After an uninspired performance in Saturday’s 41-15 loss to Florida, that hope has been relegated to the annals of history. Instead, the foul taste that was kindled in Columbus and cemented in Atlanta will be the lasting memory of this once-promising season.
All week in the lead-up to the game, Michigan’s coaching staff repeated the positives from their month of bowl practices, insisting that the team had re-energized itself after their loss to Ohio State. Even if that was true in practice, it certainly didn’t carry over to Saturday.
For much of the first half, the Wolverines looked to be on their way to the methodical win most expected them to pick up. They struggled in the red zone, settling for field goals when touchdowns were within reach, and in the secondary. But when sophomore defensive back J’Marick Woods blocked a Gator punt to set up a field goal, Michigan led 10-6. It was uninspiring, certainly, but the Wolverines were on their way to victory.
Then the rest of the game happened.
First, Florida quarterback Felipe Franks — who averaged 46 rushing yards per game in the regular season — marched the Gators down the field with 65 rushing yards to establish a lead they would never relinquish. Michigan had a chance to tie or regain the lead on its next possession but stalled when it got into Florida territory and settled for a 52-yard field goal that freshman kicker Jake Moody pulled left.
At halftime, social media flooded with assertions that the second half would determine how much the Wolverines really cared about this game. That answer quickly became obvious.
After a Florida punt, the rest of the half quickly settled into a pattern of Michigan punting and the Gators promptly responding with a touchdown.
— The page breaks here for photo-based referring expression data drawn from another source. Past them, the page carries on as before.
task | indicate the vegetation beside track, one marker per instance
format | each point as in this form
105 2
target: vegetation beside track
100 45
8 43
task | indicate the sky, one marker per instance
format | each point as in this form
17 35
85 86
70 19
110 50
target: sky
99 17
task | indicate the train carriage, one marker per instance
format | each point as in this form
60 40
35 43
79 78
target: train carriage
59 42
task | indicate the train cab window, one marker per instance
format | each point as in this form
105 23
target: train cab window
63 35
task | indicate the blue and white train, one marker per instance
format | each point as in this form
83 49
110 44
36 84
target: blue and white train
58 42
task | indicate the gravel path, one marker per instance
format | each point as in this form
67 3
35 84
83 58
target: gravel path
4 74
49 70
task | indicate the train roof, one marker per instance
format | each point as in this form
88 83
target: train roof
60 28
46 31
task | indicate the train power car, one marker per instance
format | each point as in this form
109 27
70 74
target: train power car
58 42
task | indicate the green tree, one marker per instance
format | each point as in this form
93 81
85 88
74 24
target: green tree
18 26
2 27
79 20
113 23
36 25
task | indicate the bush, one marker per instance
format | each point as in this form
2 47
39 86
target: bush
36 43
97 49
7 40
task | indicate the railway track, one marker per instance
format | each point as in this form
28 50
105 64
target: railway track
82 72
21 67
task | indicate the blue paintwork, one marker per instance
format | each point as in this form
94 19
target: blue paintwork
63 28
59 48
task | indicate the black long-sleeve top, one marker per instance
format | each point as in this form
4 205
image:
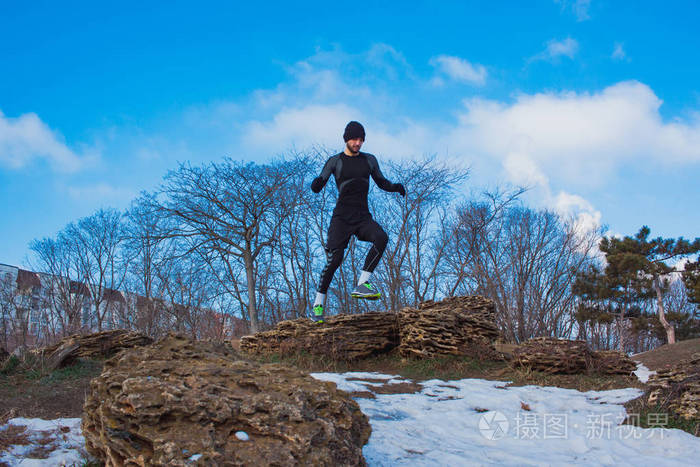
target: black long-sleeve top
352 179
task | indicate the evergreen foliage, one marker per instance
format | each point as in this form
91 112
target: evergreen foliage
637 271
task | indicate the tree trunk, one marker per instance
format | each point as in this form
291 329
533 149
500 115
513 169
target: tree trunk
670 332
250 279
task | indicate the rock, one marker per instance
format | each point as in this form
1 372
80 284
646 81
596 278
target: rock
678 388
552 355
611 362
181 402
454 326
341 337
97 346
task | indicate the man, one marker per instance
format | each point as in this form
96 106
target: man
352 170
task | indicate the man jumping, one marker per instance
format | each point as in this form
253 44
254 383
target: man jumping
352 169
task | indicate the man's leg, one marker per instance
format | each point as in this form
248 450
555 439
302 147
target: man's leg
370 231
338 236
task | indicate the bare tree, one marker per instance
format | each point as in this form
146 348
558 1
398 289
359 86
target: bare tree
412 261
230 214
53 258
93 242
525 260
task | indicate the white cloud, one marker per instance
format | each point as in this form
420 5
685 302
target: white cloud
578 7
618 52
555 49
459 69
562 144
580 138
586 217
26 137
301 127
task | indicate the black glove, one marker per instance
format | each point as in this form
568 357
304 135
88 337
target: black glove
317 184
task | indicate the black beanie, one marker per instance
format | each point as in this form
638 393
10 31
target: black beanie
353 130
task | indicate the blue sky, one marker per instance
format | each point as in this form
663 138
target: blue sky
594 104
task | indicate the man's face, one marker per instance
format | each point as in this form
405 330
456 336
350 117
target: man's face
354 145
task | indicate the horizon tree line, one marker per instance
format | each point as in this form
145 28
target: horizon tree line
245 241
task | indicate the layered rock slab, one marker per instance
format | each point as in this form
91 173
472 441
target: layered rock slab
342 337
562 356
97 346
552 355
183 402
612 362
454 326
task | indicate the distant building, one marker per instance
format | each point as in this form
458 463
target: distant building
29 302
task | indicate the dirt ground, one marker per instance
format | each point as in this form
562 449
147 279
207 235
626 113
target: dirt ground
668 355
56 395
62 393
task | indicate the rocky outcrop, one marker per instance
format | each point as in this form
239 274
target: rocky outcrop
562 356
342 337
183 402
678 388
552 355
611 362
99 345
454 326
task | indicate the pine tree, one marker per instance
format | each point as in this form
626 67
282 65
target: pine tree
637 269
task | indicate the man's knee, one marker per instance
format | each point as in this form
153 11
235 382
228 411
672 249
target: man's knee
381 239
335 257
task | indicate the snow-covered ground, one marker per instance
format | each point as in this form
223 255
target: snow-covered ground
59 441
469 422
480 422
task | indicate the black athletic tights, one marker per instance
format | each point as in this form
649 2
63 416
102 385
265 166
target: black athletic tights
339 235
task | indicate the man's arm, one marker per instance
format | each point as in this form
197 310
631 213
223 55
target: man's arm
381 180
320 181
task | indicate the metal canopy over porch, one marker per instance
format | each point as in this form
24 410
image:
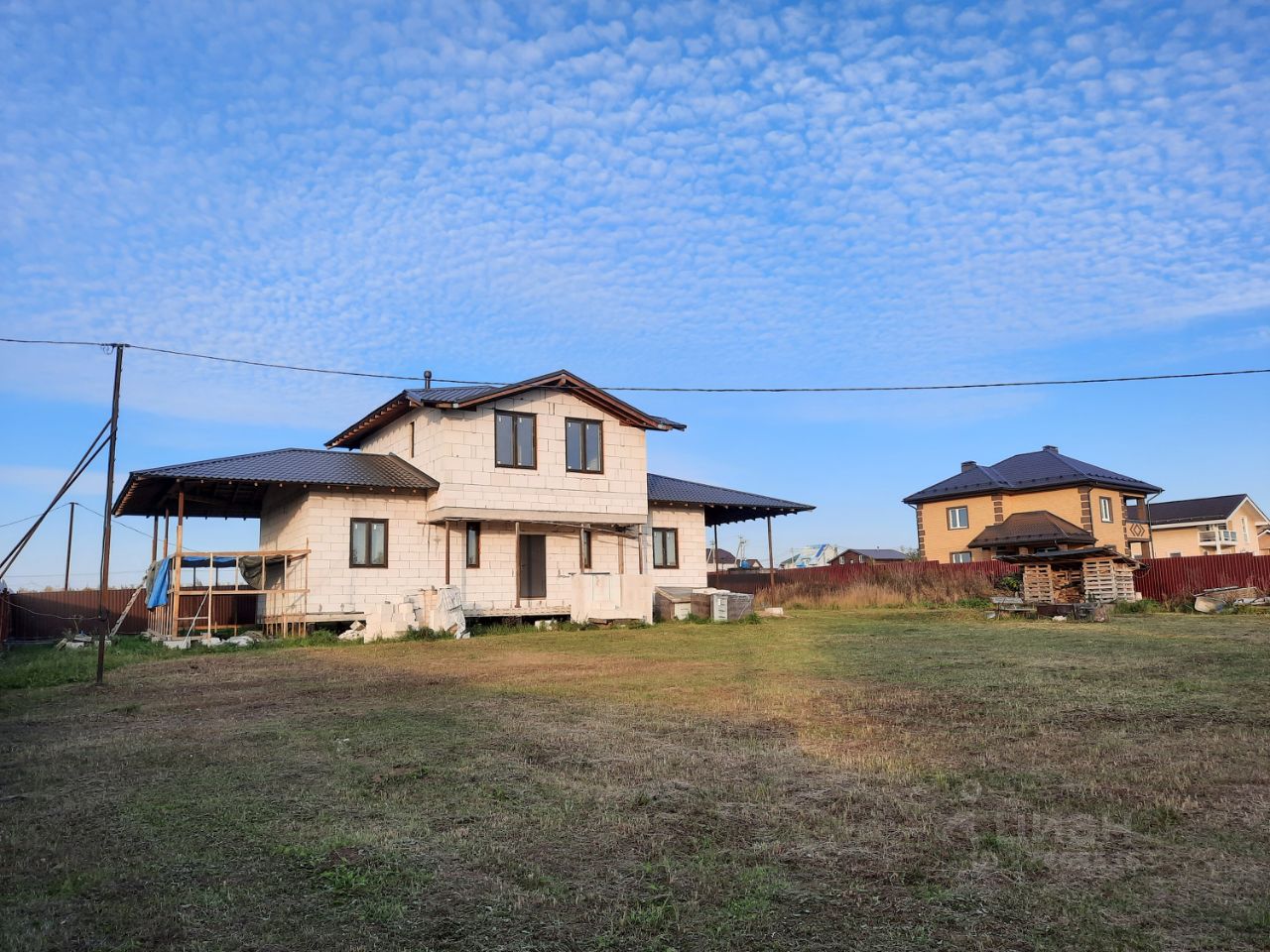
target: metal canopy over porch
236 488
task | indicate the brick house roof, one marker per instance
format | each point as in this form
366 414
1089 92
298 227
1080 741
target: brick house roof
1046 468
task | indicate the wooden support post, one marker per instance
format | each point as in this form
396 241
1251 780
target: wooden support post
211 590
70 535
105 515
771 561
176 561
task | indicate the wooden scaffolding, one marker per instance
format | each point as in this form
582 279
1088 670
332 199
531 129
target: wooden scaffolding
281 592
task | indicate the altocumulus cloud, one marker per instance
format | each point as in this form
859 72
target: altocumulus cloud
803 186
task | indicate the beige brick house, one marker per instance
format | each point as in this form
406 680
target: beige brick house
531 499
1032 503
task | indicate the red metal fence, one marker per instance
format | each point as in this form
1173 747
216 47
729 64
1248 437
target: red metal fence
752 583
49 615
1164 579
1180 578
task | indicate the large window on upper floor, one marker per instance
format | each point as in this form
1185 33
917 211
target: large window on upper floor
666 548
367 543
516 440
583 445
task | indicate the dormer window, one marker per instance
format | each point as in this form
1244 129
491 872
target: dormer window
583 445
516 440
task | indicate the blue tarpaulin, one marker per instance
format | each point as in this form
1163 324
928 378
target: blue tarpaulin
158 594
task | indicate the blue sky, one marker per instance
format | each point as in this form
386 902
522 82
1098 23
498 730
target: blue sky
648 194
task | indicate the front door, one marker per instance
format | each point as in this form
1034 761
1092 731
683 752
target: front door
532 576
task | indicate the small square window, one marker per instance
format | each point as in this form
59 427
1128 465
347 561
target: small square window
666 548
367 543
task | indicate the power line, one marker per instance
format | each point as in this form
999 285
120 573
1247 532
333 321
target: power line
114 520
36 516
894 389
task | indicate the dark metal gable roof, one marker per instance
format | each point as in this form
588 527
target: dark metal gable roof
1044 468
467 397
1206 509
721 506
881 555
235 485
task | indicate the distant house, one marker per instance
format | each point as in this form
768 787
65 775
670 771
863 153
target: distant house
1209 526
811 556
726 560
866 556
1029 503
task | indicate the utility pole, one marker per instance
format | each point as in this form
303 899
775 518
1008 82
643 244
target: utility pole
70 536
105 521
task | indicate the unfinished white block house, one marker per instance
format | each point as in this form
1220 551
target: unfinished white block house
531 500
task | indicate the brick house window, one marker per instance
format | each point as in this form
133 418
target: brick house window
516 440
583 445
367 543
666 548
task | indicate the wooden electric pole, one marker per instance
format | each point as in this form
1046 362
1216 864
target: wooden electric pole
105 520
70 537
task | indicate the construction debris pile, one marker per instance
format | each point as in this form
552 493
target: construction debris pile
1215 601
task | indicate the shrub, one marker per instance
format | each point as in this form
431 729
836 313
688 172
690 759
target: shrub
1141 607
883 587
413 634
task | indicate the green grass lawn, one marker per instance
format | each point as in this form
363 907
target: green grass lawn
870 780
When the Wolverines appeared to catch a respite from the onslaught, it repeatedly proved to be a mirage.
Early in the fourth quarter, sophomore wide receiver Tarik Black came up with a highlight reel touchdown catch to cut the deficit to 10. Only, the ball lay on the ground — clearly incomplete — before he had completed the process and Michigan had to settle for a field goal.
Seven minutes later, with the game long out of reach, the Wolverines blocked their second punt of the day to force a safety and offer a late glimpse of optimism — until quarterback Shea Patterson threw a pick-six on the very next play to send the Michigan half of Mercedes-Benz Stadium to the exits long before they expected to be leaving.
And as the Wolverines head into their third consecutive bitter offseason, that sums up the lasting image of Michigan’s season as well as anything.